By – Shyamal Sinha
2018 Losar Festival is also Tibetan New Year festival. In ancient times when the peach tree would blossom, it was considered the start of a new year. Since the systematization of the Tibetan calendar in 1027 A.D. the first day of the first month is fixed as the beginning of the New Year. On New Year’s Day, families unite and ‘auspicious dipper’ is offered, and the words ‘Tashi Delek’ are used for people to greet one another. This day is an occasion when Tibetan families reunite to expect fortune in the coming New Year and is known as Losar.
Tibet Society, UK and the All-Party Parliamentary Group for Tibet (APPGT) hosted a joint reception to celebrate the Tibetan New Year (Losar) in the UK Parliament on 21 February.
The reception included a performance by monks from the Gyuto Monastery in India who are world renown for their deep harmonic chanting of traditional Tibetan prayer as well as a performance by members of the Tibetan Community in Britain, Jamyang Dorjee and Tenzin Samphel.
The Gyuto order was originally based in Lhasa, Tibet but following the Chinese invasion in 1950, thousands of men, women and children were massacred. Only 59 Gyuto monks were able to escape and followed His Holiness the Dalai Lama into exile in India.

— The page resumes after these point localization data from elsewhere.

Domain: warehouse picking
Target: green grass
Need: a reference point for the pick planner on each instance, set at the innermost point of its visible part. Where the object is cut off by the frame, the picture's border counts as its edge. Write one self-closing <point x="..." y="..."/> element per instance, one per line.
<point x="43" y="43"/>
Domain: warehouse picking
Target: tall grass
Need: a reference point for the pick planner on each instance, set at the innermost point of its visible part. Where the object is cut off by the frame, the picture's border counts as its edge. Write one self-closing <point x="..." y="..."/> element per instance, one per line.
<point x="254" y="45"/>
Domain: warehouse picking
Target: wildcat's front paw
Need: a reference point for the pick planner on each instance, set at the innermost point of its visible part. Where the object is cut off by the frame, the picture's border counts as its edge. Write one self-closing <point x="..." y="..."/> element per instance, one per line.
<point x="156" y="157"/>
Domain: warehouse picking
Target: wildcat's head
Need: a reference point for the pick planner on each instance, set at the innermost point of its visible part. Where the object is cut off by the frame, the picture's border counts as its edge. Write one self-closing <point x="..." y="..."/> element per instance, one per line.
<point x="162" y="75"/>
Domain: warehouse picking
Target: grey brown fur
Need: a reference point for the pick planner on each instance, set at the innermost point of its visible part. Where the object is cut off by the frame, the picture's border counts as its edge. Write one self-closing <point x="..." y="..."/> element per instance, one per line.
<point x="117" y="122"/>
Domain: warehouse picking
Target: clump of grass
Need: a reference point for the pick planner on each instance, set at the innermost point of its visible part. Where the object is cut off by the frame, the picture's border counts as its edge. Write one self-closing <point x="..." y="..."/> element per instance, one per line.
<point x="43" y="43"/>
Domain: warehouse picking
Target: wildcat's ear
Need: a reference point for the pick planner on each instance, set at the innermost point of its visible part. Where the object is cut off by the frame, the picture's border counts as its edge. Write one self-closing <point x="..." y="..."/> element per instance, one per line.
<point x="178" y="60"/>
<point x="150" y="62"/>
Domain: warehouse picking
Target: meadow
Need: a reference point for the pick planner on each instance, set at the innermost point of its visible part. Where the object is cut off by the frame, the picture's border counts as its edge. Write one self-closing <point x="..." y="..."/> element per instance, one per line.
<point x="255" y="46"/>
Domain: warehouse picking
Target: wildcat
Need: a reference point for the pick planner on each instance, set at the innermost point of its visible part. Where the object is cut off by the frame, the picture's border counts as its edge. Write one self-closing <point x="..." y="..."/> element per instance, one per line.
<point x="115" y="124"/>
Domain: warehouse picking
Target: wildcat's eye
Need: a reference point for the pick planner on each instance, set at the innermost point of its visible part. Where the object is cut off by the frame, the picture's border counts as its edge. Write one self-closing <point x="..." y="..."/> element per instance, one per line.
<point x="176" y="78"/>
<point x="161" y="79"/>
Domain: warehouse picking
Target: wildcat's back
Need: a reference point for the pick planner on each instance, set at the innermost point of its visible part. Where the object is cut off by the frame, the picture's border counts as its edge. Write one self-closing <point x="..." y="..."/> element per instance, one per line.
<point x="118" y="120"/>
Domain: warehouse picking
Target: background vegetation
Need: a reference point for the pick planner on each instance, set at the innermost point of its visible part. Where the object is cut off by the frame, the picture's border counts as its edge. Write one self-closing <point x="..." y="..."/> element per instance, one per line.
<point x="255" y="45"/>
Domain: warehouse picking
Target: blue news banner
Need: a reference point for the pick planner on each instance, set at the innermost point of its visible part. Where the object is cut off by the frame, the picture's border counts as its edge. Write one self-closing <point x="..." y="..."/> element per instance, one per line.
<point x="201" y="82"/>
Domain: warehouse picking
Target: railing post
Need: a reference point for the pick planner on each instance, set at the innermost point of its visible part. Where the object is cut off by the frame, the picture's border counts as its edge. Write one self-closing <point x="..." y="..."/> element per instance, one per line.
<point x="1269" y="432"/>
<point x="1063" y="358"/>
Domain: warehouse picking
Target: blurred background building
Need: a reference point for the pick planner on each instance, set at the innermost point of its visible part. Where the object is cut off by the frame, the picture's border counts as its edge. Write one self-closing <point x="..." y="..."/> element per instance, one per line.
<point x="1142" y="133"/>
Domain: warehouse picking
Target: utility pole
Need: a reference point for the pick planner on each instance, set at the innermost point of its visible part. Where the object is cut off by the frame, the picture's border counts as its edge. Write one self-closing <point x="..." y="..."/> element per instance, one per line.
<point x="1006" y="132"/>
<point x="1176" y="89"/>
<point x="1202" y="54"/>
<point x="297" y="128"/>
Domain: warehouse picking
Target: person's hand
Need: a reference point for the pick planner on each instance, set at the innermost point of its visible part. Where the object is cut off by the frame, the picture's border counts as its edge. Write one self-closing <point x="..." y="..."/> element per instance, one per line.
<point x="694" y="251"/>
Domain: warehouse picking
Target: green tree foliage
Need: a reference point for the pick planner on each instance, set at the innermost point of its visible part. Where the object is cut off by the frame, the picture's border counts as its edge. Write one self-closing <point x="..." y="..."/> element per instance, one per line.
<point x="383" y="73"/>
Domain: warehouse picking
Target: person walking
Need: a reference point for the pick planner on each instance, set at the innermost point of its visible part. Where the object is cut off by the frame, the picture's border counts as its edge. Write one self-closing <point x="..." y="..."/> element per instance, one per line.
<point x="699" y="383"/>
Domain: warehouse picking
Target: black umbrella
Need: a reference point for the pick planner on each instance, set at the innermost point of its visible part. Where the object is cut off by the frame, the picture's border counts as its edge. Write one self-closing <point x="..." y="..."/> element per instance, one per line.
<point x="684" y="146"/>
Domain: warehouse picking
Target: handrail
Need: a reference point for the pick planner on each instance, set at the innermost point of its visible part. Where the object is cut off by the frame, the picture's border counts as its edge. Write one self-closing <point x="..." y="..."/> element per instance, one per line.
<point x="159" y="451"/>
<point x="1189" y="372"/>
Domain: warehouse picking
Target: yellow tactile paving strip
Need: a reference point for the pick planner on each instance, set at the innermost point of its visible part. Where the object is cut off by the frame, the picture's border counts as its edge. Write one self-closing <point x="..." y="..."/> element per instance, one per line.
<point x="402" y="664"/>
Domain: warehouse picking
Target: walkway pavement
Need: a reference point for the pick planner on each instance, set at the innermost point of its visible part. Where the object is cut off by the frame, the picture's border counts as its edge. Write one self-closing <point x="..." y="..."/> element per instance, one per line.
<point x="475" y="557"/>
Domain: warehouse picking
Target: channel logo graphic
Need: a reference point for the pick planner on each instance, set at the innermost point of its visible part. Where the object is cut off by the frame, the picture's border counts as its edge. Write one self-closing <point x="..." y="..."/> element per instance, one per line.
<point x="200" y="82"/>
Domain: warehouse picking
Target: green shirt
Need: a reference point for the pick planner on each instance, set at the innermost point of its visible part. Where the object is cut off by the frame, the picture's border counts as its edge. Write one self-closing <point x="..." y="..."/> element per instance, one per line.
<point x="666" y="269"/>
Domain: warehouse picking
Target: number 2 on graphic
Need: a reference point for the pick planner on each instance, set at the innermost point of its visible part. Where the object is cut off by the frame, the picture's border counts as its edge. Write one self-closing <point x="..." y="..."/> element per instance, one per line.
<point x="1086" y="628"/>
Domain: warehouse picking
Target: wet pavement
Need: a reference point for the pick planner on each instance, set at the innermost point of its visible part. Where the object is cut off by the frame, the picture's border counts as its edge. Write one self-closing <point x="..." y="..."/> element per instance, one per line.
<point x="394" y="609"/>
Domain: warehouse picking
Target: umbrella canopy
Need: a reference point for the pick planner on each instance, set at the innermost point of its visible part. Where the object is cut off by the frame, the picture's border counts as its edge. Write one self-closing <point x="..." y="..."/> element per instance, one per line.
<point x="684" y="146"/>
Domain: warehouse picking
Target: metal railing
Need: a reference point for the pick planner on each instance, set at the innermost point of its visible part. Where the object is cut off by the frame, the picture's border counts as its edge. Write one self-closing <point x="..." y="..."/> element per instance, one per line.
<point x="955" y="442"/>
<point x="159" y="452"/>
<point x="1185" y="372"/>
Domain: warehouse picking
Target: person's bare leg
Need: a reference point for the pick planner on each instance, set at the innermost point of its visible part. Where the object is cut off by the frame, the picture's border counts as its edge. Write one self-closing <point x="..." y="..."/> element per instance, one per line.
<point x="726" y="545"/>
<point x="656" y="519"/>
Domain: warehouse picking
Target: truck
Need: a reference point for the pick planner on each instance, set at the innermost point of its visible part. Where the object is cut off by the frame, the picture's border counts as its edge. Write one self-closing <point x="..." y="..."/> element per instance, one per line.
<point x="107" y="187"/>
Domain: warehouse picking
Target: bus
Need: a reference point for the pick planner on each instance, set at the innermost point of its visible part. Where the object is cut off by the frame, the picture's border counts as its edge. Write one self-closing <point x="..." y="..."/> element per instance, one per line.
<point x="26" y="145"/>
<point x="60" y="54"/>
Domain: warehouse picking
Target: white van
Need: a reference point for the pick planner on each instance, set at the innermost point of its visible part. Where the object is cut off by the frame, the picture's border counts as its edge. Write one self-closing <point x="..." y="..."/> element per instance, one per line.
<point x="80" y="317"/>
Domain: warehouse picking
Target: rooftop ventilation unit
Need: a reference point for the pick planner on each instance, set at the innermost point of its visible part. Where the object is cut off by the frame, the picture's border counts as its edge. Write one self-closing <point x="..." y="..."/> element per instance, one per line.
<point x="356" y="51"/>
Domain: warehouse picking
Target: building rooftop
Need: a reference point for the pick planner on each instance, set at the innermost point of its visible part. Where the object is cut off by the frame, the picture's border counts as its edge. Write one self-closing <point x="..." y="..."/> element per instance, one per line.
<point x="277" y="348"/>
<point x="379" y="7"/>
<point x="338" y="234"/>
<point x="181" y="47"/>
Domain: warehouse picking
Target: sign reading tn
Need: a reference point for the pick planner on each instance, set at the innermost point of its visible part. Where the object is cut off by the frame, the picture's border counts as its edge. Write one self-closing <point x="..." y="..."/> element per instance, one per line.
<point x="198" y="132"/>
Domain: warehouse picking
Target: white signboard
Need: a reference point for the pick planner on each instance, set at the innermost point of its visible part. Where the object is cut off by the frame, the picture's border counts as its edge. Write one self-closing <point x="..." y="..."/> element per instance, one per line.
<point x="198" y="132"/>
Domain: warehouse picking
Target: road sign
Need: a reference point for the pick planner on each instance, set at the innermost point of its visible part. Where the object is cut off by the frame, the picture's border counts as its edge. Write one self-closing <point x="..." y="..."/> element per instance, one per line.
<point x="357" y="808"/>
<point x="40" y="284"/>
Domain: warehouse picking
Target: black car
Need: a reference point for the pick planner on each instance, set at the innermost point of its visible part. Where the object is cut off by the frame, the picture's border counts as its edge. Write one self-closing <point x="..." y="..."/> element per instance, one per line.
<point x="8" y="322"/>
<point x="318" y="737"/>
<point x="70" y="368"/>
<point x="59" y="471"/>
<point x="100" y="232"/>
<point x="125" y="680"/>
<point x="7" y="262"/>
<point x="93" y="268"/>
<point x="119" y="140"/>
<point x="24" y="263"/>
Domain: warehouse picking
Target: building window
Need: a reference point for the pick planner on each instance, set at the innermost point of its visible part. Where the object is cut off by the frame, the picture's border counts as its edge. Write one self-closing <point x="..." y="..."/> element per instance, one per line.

Speaking at the reception, Tsering Tashi, vice-chair of Tibet Society said, “Today, there are over 500 monks living in the Gyuto monastery in India and through their hard work and dedication, they have been able to keep alive the Gyuto’s unique tradition of overtone prayer chanting dating back more than 600 years.” He also added that the Gyuto monks “are and have been the most wonderful ambassadors for the just cause of Tibet, Tibetan culture and world peace.”
During the event, the Gyuto monks expressed their concern at the ongoing human rights situation in Tibet: “We are deeply concerned at the lack of religious freedom in Tibet, which is currently occupied by China. We would like to take this opportunity to urge all the parliamentarians as well as the UK government to press China to respect the right to freedom of religion and belief for all peoples in China and in our Tibetan homeland.”
Co-Chair of the APPGT, The Rt Hon Chris Law MP, encouraged his fellow MPs to join the group in promoting and protecting human rights in Tibet and reiterated his firm belief in the right of the Tibetan people to self-determination.
The reception ended with President of Tibet Society, The Rt Hon Norman Baker, handing out Khatas (a Tibetan scarf offering) and certificates to MPs, diplomatic staff and highly valued supporters of the Tibetan cause.
This was the first ever Parliamentary Losar reception, hosted by Chris Law MP, Co-Chair of the APPGT and compered by Rt. Hon. Norman Baker, President of Tibet Society and we hope this to be an annual event going forward.
Others in attendance were MPs, Representatives of various diplomatic embassies, International Campaign for Tibet, Free Tibet, Tibetan Community of Britain, Lelung Dharma Centre and members of the Tibet Society.
Members of the APPGT are Tim Loughton MP for East Worthing and Shoreham (co-chair), Chris Law MP for Dundee West (co-chair), Kerry McCarthy MP for Bristol East, Nic Dakin MP for Scunthorpe, Patrick Grady MP for Glasgow North, Caroline Lucas MP for Brighton, Pavilion, Catherine West MP for Hornsey and Wood Green, Kate Hoey MP for Vauxhall, James Gray MP for North Wiltshire, Mark Pritchard MP for The Wrekin, Lord Steel of Aikwood, Lord Alton of Liverpool, Barbara Keele, Sir Peter Bottomley and Tibet Society (APPGT Secretariat).